Le lendemain de l'interview, Grichka se réveille souffrant. Il décide de se faire tester. Il est positif. Igor ressent les premiers symptômes quelques jours plus tard. Leur état s'aggrave rapidement. Le 15 décembre, Grichka est admis à l’hôpital Européen Georges Pompidou et placé sous assistance respiratoire. Puis c'est au tour d'Igor. Jusqu'au bout, les jumeaux ont été en contact, raconte leur agent Damien Nougarede:

"(Igor) s'intéressait à son taux d'oxygène, mais encore plus à celui de son frère. Cette relation nous dépasse. Elle a été présente jusqu'au bout. Ils étaient à 2-3 chambres d'écart."

"Ils se téléphonaient toute la journée pour savoir quel était le taux de saturation, pour savoir s'ils avaient mangé", poursuit-il. "Il s’intéressait plus à son frère qu’à son propre état."

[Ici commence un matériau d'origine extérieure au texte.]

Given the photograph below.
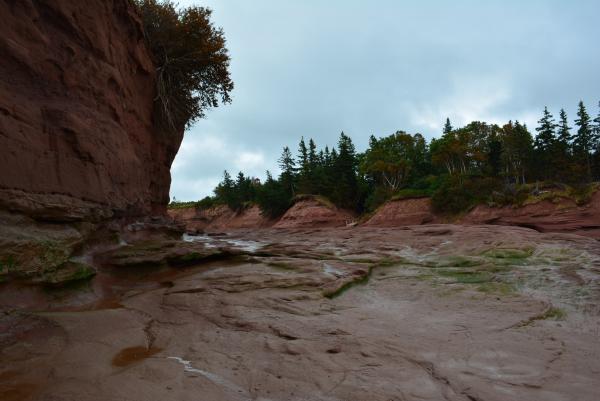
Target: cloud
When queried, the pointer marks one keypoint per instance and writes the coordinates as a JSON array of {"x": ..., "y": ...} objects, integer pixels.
[
  {"x": 313, "y": 68},
  {"x": 200, "y": 163}
]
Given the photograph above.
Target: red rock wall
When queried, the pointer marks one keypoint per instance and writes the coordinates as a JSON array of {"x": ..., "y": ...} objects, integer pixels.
[
  {"x": 403, "y": 213},
  {"x": 220, "y": 218},
  {"x": 76, "y": 135},
  {"x": 564, "y": 216},
  {"x": 312, "y": 213}
]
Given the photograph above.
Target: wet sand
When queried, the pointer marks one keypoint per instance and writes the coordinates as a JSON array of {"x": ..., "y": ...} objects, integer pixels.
[{"x": 422, "y": 313}]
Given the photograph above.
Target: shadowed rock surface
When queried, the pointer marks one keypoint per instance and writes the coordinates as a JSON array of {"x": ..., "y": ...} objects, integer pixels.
[
  {"x": 437, "y": 312},
  {"x": 76, "y": 114}
]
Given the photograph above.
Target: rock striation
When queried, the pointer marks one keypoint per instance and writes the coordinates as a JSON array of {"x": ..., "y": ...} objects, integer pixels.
[
  {"x": 76, "y": 106},
  {"x": 80, "y": 155}
]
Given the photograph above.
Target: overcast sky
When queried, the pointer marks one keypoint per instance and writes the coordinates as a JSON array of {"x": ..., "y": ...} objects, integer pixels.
[{"x": 316, "y": 68}]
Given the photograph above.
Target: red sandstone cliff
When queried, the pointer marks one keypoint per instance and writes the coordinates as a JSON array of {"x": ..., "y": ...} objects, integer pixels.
[
  {"x": 76, "y": 95},
  {"x": 220, "y": 218},
  {"x": 77, "y": 142},
  {"x": 544, "y": 216}
]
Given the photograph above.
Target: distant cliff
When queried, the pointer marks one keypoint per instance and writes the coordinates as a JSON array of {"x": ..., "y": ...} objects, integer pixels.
[{"x": 76, "y": 98}]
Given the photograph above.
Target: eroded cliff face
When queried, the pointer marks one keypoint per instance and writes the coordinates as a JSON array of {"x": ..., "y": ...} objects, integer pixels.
[
  {"x": 76, "y": 97},
  {"x": 80, "y": 157}
]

Mais le virus gagne du terrain. Le 26 décembre, il emporte Grichka. Son frère n’en saura rien, il a été transféré en service réanimation. Les proches se relaient jour et nuit à son chevet. Parmi eux leur sœur cadette.

"Je me souviens juste qu'on s'est accroché à la vie d'Igor. On a surtout espéré profondément qu'Igor revienne à lui", confie Véronique.

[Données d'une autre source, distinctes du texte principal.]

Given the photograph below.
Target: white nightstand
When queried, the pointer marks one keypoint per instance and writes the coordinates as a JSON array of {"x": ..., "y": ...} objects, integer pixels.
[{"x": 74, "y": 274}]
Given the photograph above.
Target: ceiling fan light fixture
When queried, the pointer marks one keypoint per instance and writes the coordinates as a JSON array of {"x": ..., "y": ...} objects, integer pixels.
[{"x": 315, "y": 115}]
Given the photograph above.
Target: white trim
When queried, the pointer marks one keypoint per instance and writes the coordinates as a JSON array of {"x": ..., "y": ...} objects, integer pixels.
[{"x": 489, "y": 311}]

Mais Igor ne se réveillera plus. Six jours après son frère jumeau, il succombe à son tour de la maladie. "Ce n'est pas étonnant qu'ils soient partis ensemble", conclut Damien Nougarede. "Ce n'est pas étonnant, parce qu'ils étaient indissociables. Ils étaient infiniment jumeaux. Jusqu'au bout, ils ont été des jumeaux."